2015-05-18 18:35:14

by Adrian Remonda

[permalink] [raw]
Subject: [PATCH 1/4] Staging: lustre: sparse static warning fix

This patch clears the warning given by sparse that the function should be static.
Done by moving the declaration of the structure 'nrs_conf_fifo' into the header
'ptlrpc_internal.h'

modified: drivers/staging/lustre/lustre/ptlrpc/nrs.c
modified: drivers/staging/lustre/lustre/ptlrpc/ptlrpc_internal.h

Signed-off-by: Adrian Remonda <[email protected]>
---
drivers/staging/lustre/lustre/ptlrpc/nrs.c | 4 ----
drivers/staging/lustre/lustre/ptlrpc/ptlrpc_internal.h | 4 ++++
2 files changed, 4 insertions(+), 4 deletions(-)

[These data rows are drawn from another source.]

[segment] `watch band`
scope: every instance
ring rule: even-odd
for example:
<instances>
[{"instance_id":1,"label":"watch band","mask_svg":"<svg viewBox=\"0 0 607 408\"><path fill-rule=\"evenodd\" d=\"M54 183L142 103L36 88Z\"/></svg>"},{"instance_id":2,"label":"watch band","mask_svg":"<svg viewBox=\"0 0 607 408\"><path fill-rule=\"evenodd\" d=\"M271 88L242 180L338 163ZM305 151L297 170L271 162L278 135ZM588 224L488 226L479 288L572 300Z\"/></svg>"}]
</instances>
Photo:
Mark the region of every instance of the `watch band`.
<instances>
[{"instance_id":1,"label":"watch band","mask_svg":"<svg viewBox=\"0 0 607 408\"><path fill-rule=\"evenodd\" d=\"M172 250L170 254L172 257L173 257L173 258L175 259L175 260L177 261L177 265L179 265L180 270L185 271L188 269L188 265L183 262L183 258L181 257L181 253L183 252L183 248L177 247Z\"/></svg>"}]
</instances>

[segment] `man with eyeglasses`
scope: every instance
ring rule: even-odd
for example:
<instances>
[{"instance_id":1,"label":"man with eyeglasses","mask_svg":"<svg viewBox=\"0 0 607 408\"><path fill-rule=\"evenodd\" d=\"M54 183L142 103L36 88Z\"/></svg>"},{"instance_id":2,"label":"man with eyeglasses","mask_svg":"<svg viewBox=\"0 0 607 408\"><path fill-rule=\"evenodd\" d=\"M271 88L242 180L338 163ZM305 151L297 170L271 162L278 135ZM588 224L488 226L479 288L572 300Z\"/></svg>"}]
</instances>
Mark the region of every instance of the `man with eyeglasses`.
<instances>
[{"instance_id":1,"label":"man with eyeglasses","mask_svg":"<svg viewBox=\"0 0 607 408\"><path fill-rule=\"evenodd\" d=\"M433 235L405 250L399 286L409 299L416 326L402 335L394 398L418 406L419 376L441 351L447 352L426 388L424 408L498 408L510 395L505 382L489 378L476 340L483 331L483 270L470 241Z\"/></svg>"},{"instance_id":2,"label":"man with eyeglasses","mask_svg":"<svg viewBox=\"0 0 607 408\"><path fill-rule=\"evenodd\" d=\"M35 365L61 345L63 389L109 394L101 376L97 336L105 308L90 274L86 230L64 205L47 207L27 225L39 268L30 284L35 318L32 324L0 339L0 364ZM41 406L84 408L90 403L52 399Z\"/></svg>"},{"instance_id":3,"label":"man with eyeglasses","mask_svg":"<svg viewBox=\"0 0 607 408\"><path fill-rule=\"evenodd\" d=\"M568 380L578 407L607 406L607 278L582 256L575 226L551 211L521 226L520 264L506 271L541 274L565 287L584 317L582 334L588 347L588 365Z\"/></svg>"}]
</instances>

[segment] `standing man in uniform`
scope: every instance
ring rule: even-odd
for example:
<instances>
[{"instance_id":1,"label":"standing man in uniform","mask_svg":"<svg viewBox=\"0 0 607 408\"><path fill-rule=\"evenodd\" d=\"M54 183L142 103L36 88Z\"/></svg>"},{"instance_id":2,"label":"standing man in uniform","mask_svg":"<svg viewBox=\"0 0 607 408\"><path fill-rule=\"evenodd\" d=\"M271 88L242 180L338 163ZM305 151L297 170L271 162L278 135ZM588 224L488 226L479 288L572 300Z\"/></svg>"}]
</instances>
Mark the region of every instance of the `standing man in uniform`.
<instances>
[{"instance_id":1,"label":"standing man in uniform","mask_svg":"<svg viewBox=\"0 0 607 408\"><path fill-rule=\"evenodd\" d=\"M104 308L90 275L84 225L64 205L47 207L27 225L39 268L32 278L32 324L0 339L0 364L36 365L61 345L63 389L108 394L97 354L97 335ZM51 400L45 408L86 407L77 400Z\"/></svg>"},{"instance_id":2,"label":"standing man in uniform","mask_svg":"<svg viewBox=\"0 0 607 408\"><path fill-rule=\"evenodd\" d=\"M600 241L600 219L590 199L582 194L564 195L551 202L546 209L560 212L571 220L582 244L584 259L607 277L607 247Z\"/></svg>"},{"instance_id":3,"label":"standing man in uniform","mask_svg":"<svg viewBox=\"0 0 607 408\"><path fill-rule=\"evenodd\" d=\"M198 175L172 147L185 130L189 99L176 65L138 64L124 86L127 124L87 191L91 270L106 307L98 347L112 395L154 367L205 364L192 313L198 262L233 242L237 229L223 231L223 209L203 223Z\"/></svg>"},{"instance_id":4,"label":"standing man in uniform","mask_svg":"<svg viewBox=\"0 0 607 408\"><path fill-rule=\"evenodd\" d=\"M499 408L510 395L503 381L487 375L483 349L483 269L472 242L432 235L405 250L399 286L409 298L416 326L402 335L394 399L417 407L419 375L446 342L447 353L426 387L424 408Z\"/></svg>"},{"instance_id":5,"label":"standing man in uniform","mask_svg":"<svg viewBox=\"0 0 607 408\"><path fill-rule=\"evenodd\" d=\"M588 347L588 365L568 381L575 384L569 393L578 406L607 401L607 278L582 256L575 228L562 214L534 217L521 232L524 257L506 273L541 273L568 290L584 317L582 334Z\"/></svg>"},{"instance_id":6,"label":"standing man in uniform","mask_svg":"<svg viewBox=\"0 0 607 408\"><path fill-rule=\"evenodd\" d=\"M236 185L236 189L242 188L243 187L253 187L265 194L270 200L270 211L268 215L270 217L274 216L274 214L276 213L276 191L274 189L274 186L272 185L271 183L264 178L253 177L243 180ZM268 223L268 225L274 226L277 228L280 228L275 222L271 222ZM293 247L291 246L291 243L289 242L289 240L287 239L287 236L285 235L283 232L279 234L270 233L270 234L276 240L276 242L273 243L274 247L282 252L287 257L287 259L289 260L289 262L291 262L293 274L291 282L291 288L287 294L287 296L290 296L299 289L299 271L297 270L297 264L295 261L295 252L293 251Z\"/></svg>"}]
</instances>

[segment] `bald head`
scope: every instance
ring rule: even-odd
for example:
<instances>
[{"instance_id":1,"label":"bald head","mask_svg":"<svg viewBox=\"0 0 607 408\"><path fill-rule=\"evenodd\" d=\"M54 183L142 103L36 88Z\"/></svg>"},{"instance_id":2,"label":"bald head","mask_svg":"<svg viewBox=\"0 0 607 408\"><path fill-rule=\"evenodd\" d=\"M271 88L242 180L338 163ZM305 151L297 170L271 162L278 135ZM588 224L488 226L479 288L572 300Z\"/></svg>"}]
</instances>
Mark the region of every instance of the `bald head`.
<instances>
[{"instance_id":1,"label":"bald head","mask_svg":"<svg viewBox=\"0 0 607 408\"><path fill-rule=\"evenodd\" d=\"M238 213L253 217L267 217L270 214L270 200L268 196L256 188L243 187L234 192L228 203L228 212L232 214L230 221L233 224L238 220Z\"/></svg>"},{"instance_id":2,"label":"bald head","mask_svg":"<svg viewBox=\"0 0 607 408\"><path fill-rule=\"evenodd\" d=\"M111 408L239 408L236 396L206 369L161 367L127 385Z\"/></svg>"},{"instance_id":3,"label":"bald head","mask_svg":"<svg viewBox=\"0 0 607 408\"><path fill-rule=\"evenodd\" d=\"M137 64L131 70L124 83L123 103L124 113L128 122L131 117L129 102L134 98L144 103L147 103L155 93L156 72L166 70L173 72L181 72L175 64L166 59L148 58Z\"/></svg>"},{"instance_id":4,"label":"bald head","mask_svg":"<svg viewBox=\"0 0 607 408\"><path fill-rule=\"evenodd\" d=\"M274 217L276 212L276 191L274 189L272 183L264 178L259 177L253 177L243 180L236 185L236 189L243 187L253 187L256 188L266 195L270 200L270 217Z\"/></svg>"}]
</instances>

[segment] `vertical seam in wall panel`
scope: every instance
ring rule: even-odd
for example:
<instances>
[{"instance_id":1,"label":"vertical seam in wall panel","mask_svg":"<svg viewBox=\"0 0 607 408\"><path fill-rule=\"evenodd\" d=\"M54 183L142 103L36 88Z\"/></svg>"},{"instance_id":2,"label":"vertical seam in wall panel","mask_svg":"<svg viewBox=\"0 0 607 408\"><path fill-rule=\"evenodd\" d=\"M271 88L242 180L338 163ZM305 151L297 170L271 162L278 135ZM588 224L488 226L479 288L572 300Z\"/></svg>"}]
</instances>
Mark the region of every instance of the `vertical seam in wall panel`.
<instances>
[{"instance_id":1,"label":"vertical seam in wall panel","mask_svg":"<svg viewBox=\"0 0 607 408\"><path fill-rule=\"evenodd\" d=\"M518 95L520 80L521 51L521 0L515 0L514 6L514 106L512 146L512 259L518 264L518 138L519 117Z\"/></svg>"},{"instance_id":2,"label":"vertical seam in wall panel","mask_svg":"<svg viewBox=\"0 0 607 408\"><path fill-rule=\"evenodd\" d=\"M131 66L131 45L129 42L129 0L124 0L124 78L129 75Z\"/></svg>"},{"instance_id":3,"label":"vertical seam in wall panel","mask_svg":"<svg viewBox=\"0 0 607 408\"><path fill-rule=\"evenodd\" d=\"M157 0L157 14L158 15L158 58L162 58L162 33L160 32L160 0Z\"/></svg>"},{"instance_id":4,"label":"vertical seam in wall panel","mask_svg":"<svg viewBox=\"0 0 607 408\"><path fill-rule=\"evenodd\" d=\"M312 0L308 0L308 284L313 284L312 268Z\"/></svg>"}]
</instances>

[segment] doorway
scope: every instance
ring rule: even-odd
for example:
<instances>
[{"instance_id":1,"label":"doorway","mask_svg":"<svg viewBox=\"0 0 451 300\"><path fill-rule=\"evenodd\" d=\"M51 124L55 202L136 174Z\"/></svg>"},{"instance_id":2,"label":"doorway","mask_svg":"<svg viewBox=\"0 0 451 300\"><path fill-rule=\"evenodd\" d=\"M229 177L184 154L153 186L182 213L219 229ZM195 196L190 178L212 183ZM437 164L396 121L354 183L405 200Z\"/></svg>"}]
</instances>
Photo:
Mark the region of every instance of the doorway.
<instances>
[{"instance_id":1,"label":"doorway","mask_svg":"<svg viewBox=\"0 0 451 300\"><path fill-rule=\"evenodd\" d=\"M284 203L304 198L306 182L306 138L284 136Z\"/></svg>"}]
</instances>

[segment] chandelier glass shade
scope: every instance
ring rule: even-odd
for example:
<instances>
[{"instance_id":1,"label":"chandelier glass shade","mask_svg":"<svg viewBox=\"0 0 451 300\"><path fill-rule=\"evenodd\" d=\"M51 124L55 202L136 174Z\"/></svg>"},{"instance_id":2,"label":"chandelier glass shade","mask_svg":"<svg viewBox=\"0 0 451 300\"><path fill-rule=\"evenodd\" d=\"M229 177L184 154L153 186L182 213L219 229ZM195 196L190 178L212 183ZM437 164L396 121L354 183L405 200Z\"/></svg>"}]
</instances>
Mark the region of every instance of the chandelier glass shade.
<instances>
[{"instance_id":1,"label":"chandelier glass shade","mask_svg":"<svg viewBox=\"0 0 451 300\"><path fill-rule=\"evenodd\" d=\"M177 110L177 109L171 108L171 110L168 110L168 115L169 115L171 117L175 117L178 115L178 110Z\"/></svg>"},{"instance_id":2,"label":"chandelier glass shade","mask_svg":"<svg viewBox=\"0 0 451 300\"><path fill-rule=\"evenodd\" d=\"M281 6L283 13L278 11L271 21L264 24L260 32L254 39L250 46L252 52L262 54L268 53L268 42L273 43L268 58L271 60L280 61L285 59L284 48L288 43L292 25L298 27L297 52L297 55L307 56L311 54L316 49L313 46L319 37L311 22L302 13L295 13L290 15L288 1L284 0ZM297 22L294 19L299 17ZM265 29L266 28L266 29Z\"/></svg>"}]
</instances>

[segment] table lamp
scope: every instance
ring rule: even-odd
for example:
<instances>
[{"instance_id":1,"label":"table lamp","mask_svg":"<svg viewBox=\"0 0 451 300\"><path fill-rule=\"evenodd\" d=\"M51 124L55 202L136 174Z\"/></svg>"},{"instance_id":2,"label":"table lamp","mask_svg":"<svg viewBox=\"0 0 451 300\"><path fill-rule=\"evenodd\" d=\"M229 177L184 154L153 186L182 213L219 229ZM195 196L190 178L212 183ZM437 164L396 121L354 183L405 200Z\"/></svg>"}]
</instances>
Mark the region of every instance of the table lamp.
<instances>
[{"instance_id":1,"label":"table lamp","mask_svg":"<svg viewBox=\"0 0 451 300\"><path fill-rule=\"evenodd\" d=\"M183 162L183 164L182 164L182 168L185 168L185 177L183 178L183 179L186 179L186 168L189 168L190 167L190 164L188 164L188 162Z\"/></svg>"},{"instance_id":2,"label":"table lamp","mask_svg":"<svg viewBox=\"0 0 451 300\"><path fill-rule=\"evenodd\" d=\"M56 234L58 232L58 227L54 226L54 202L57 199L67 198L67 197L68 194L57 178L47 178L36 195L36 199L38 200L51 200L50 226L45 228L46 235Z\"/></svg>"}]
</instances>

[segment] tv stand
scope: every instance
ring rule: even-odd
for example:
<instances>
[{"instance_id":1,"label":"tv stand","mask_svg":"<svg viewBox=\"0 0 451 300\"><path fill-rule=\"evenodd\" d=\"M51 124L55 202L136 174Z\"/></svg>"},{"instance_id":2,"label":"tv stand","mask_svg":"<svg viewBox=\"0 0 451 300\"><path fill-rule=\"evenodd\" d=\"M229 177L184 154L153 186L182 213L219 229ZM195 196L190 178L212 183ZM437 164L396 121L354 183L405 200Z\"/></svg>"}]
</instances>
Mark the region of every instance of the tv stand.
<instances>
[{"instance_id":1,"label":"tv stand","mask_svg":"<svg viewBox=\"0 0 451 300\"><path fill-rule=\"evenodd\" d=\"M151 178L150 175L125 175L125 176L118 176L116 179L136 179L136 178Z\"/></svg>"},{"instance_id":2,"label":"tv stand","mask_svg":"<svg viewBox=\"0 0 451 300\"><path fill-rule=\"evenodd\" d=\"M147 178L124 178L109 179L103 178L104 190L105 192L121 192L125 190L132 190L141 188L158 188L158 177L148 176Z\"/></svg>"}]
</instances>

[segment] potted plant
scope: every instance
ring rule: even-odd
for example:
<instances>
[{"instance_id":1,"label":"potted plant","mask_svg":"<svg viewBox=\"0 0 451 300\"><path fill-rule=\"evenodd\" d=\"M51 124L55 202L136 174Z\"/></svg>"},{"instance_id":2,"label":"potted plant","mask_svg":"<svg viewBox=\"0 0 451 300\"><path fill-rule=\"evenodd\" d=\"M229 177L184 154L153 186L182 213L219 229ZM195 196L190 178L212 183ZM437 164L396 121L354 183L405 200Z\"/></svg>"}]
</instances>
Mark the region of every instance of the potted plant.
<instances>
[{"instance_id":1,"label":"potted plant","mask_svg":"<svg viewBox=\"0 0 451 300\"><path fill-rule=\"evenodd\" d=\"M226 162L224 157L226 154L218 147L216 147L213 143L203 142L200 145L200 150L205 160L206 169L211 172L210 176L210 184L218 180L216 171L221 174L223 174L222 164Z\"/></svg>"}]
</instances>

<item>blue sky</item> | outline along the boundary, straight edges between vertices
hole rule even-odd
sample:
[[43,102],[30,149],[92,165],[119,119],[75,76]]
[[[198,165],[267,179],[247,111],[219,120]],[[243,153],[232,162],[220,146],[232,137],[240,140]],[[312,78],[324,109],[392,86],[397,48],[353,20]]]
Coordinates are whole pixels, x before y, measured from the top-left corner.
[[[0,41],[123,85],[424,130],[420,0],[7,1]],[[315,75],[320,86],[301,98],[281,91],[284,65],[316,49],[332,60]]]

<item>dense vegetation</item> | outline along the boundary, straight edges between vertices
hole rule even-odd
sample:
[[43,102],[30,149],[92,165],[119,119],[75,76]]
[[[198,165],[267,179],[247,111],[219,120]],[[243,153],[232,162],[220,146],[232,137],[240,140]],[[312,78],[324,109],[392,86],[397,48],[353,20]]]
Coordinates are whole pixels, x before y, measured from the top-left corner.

diff --git a/drivers/staging/lustre/lustre/ptlrpc/nrs.c b/drivers/staging/lustre/lustre/ptlrpc/nrs.c
index 63a05f4a902d..159db41c53a0 100644
--- a/drivers/staging/lustre/lustre/ptlrpc/nrs.c
+++ b/drivers/staging/lustre/lustre/ptlrpc/nrs.c
@@ -1698,10 +1698,6 @@ out:
return rc;
}

-
-/* ptlrpc/nrs_fifo.c */
-extern struct ptlrpc_nrs_pol_conf nrs_conf_fifo;
-
/**
* Adds all policies that ship with the ptlrpc module, to NRS core's list of
* policies \e nrs_core.nrs_policies.
diff --git a/drivers/staging/lustre/lustre/ptlrpc/ptlrpc_internal.h b/drivers/staging/lustre/lustre/ptlrpc/ptlrpc_internal.h
index a66dc3c6da41..e07e2aacc62c 100644
--- a/drivers/staging/lustre/lustre/ptlrpc/ptlrpc_internal.h
+++ b/drivers/staging/lustre/lustre/ptlrpc/ptlrpc_internal.h
@@ -309,4 +309,8 @@ static inline void ptlrpc_reqset_put(struct ptlrpc_request_set *set)
if (atomic_dec_and_test(&set->set_refcount))
OBD_FREE_PTR(set);
}
+
+/* ptlrpc/nrs_fifo.c */
+extern struct ptlrpc_nrs_pol_conf nrs_conf_fifo;
+
#endif /* PTLRPC_INTERNAL_H */
--
2.1.4


2015-05-18 18:35:23

by Adrian Remonda

[permalink] [raw]
Subject: [PATCH 2/4] Staging: lustre: sparse static warning fix

This patch clears the warning given by sparse that the function should be static.
Done by moving the declaration of the structure 'nrs_core' into the header
'ptlrpc_internal.h'


modified: drivers/staging/lustre/lustre/ptlrpc/lproc_ptlrpc.c
modified: drivers/staging/lustre/lustre/ptlrpc/ptlrpc_internal.h

Signed-off-by: Adrian Remonda <[email protected]>
---
drivers/staging/lustre/lustre/ptlrpc/lproc_ptlrpc.c | 6 ------
drivers/staging/lustre/lustre/ptlrpc/ptlrpc_internal.h | 7 +++++++
2 files changed, 7 insertions(+), 6 deletions(-)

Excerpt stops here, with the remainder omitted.